There is an alternative!
Darlington Council is embarking upon a massive programme of £22 million cuts that will cripple the Council, cutting from line services, and throw in the region of 1,000 staff out of work. The bulk of these cuts end services to the old, disabled, people with learning disabilities and children. The Local Education Authority function is to be effectively privatised. These cuts will hit the vulnerable, and the redundancies will impact on the local economy leading to business closures and loss of private sector jobs. Throughout the UK over a million people will lose their jobs.
There is no need to close the Civic Theatre and the Arts Centre, or claim victory in keeping them open by privatising them.
Contrary to what you hear in the media there is no need for these cuts. The attacks on the public sector are purely political. This crisis has been caused by the banks, big business, and their political backers. They should pay; not ordinary people. Other polices to get us out of a ‘recession’ include benefit cuts, pay freezes, and VAT increases. With inflation at 4.5 % and the falling pound increasing the cost of food and goods, people are facing big cuts in their standards of living.
The debt that the Government is trying to eliminate is not as severe as the politicians exaggerate. One measure of debt is as a % of GDP, the countries income. It is 47 %. Compare that to many young couples who have mortgage debt at three times (300%) their income and new graduates with debts equivalent to more than their first years pay (100+%). The government has just introduced measures to double this student debt, because they believe they can afford it. With low interest rates the Government can afford this national debt. It does not need to cut it so quickly and deep.
We too, however, believe that it is wrong for ordinary people to be burdened with the government’s debts. The interest payments on these debts paid by the taxpayer go to guess who? The bankers, who the government bailed out with our money. No wonder they can afford to keep paying themselves £million bonuses.
What do we say that should be done instead?
The Government wants to save £81 billion of public expenditure with this round of cuts.

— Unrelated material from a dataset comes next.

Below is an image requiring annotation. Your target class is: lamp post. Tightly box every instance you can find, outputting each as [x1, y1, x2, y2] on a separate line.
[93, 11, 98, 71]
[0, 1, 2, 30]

Did you know that the rich and big businesses avoid paying their fair share of tax? According to the PCS, the tax collectors union, over an extra £120 billion could be collected each year if tax loop holes were closed and non payers were pursued. This is without even raising any tax rates or thresholds on the rich and better off.
Scrapping Trident, the nuclear missile and submarine replacement programme, would save about £100 billion.
Even bolder measures could be taken. After giving the banks £1.3 trillion the Government owns some £850 billion of bank assets. This is more than the total government debt. Rather than treating these banks as private companies, soon to be given back to the private sector at knock down prices. These banks and other debtors should be properly taken into public ownership and their assets used, to help the economy, to support public investment, and give loans to small business something the banks will currently not do.
How do we change things?
Sitting back and ringing one’s hands while saying how terrible it is not an effective strategy. A political campaign against every cut should be waged. Mass demonstrations are required and elected representatives who disagree with these cuts should not only stand up and say so but also refuse to implement them. Such activity will threaten the Government. Rebel local Authorities have beaten right wing governments and obtained concessions by standing up against the government, for instance in the UK in the eighties and also in other countries like Italy and the USA.
Even if our elected representatives don’t fight, but instead dutifully pass on the cuts, others are willing to stand up and fight. There are local council elections in May.
Darlington Against Cuts is a coalition of trade unionists and community activists co-ordinated by Darlington Trades Union Council.